The Boy in the Box

young soldier in Vietnam War

This story was originally selected for publication in Virginia Commonwealth University’s 1992 annual, Richmond Arts Magazine. Thank you to Dennis Danvers and Gregory Donovan for the early encouragement in creativity.

The boy placed his palm against the door, the print of each finger dancing lightly across the surface as if the door were too hot to touch or so cold the skin would stick to the frozen wood. He turned the knob with his other hand and pushed the door open. The light from the hall fell onto the floor, first just a sliver that flew across the room and shot up the wall, then in an ever-dimming arc that barely lit the room when the door stood wide open. He stood framed in the doorway and looked up over his shoulder at the bare bulb in the hall. How strange, he thought, that the light that had seemed so bright, so revealing with the door closed, was now so dull, so unable, it seemed, to shed any of its light into the room.

The blinds on the windows were shut and the little bit of light that seeped between the slats painted the room in the various shades of a grey and somber palette, the yellow light form the hall just tinting the walls enough to make them look sick and jaundiced. He stepped into the room and shut the door behind him, keeping the knob turned so the latch wouldn’t click in the catch. With the door settled back into its frame, he held his breath and turned his hand, slowly, patiently, allowing the latch to slide back into place without a sound.

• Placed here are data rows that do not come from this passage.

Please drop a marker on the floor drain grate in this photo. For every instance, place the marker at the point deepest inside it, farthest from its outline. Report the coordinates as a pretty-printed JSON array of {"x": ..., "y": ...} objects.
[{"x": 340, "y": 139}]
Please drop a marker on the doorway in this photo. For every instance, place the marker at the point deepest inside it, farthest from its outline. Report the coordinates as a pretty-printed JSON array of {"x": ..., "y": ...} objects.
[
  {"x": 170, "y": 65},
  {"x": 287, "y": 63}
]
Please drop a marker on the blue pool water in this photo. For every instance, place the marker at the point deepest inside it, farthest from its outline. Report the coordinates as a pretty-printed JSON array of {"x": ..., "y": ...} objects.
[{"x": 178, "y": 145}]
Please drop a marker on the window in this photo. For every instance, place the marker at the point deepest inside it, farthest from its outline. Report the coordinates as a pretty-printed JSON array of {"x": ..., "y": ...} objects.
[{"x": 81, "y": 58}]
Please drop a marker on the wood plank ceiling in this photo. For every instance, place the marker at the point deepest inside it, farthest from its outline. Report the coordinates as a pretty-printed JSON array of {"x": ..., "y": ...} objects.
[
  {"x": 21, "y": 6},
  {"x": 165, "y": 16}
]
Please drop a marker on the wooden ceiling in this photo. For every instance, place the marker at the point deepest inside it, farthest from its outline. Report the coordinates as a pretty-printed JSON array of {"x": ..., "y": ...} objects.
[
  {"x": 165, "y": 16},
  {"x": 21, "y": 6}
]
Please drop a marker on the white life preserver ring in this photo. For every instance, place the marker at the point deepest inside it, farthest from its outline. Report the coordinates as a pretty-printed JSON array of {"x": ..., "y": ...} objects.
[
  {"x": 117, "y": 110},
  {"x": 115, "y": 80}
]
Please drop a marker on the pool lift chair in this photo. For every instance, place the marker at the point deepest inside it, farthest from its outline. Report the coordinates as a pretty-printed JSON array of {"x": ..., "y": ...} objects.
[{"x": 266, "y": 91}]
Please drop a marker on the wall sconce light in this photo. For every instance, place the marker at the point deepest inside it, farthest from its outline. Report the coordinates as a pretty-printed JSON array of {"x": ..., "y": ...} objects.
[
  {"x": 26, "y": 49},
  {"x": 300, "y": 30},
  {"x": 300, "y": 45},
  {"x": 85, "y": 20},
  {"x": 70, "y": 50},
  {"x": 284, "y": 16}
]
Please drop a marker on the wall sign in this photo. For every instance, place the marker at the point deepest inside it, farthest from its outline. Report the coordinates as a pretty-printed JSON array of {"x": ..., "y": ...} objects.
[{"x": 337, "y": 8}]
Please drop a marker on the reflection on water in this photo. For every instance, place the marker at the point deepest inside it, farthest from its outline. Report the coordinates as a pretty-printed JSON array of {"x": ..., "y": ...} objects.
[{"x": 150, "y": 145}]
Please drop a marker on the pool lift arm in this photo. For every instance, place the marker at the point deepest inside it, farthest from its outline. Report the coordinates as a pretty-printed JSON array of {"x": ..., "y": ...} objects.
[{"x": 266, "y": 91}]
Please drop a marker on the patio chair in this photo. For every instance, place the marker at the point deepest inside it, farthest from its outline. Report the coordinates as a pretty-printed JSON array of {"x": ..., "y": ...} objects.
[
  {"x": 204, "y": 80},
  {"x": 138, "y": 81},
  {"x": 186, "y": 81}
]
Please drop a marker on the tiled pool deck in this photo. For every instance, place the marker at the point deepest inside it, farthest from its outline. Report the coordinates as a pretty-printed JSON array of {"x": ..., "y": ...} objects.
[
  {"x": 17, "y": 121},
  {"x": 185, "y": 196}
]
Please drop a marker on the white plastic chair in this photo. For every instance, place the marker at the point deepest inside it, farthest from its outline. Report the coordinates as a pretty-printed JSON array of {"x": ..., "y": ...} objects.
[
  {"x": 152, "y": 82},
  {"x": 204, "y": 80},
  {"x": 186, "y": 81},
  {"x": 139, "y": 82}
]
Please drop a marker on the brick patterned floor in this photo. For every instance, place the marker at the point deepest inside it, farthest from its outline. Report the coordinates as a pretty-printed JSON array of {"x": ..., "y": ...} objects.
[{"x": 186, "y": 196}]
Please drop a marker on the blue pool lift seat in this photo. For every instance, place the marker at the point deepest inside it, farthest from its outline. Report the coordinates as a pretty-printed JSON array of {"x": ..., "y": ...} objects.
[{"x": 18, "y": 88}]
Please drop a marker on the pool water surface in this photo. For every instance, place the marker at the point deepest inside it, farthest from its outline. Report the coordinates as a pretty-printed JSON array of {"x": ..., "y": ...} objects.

He was afraid, afraid that the click of the lock would echo through the house bouncing off the walls back and forth and back and forth until the walls shook with an echoing chorus of a thousand clicking locks. He sucked in a heavy sigh and looked at his hand, its grip so tight that his knuckles were as white as the white of the porcelain doorknob. The hand felt hot and moist. It wanted to stick to the knob, but he let go of it and held the back of it up to his face, feeling the heat radiate off the palm and noticing how smooth the skin seemed. No scars, no scrapes or scabs or cracks, just the smooth and almost hairless back of his hand, crisscrossed by the darker lines that traced the paths of his blood.

Not like his father’s hand. A hard hand. Tough, calloused, the tip of the left index finger missing, an accident during the war. A middle finger slightly crooked, broken in a fight and not healed right, just set with some tape and a couple of popsicle sticks. You’ve got to take it like a man. The pain. Yeah, and the fights and the insults and the bruises and breaks, not just the body, boy, but the soul and the life that seems like it’ll never end, but one day it will. You just have to keep fighting to keep it. That’s what his father knew and that’s what his father told him. A hard, calloused hand.

He let his hand fall to his side and went over to one of the windows. There wasn’t a cord on the blind to open the slats anymore; it had broken off some time ago and his father hadn’t had time to fix it before he left, seeing as he would have to take the blind down from the window to get at its inside workings to put a new cord on. So he just left it alone, not wanting to pull the blind all the way up to the top of the window. He didn’t want anyone to see in and he didn’t want to look out of it either, so he went to the other window which had a cord still and tugged on the string to open the slats just a little. Lines of light, he noticed, sitting on the edge of the bed, lines of light that never connect, never fill in the picture of even the one small view of the world outside the window. He could, he reminded himself, pull the blinds up and see that view, but not without someone seeing inside, too. Seeing him, alone in the room.